With his innovative spirit and success in restoring a once-despised instrument, Keeler pushed reflectors to the forefront of astronomical research. Campbell, who had been carrying out his program to map the motions of the stars, knew that Lick needed a second telescope in the southern hemisphere to complete the observations. Chosen as Keeler's successor to the directorship, he decided to build another 36-inch reflector, similar to the one that Keeler so successfully got working. In 1903 this telescope was erected on a site outside Santiago, Chile, where it was in operation for twenty-five years. The refractor at Lick had cost hundreds of thousands of dollars; Campbell built his Chilean scope for a thrifty $24,000.

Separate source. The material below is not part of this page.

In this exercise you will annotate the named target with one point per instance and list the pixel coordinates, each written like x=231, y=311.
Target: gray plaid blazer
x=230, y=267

In the fall of 1901, just a year after Keeler's death, the Yerkes Observatory assembled a trial reflector of its own in one of its small domes. With a mechanical system far superior to the Crossley, which allowed the mirror to be highly stable, this Yerkes reflector yielded photographs of nebulae that were even better than Keeler had obtained, despite its smaller 24-inch aperture. “The results obtained with the two-foot reflector show that very fine atmospheric conditions are necessary for the best results,” reported the telescope's builder, George Ritchey. “It is interesting to think of the photographic results which could be obtained with a properly mounted great reflector in such a climate and in such atmospheric conditions as prevail in easily accessible parts of our country, notably in California.”